11. A method for predicting a success rate of pharmaceuticals comprising:

constructing a training set using a data source;

calculating a performance score and a robustness score of the training set based on selected features;

selecting a random forest model the calculated performance and robustness scores; and

calculating a toxicity score of the pharmaceuticals by applying the random forest model to a genome which is affected by the pharmaceuticals.

12. The method of claim 11, further comprising validating the toxicity score based on clinical trial data using the pharmaceuticals.

13. The method of claim 11, further comprising improving an accuracy of the random forest model by dynamically adding additional clinical trial data.

14. The method of claim 11, wherein the target feature comprises a mRNA expression, a tolerance to genetic variation, an interaction with a cellular regulatory network, and/or a downstream pathway.

15. The method of claim 11, wherein the pharmaceuticals comprises a small molecule, a drug, a protein, a peptide, a virus, an enzyme, and/or a nucleic acid drugs.

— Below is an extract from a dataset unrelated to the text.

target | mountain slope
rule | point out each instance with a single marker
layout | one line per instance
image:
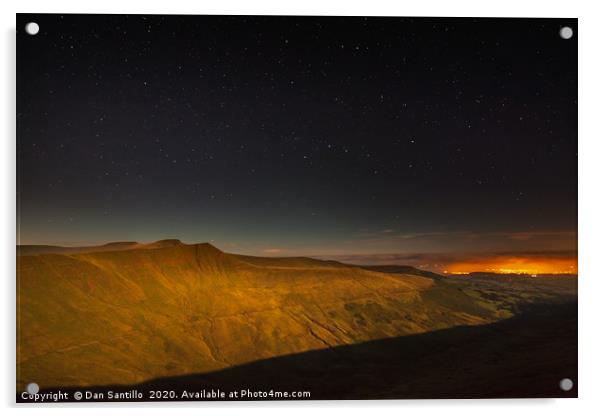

16. The method of claim 11, wherein the performance score is calculated based on a median Area Under Receive operating characteristic curve (AUROC).

17. The method of claim 16, wherein the median AUROC score is above about 0.6.

18. The method of claim 11, wherein the robustness is calculated based on absolute coefficients of two linear models.

19. The method of claim 11, wherein a higher score of the toxicity score represents a lower success rate of the pharmaceuticals.

20. The method of claim 11, wherein the data source comprises a SNOMED, a SIDER, a DrugBank, and/or an Aggregate Analysis of Clinical Trials (AACT) database.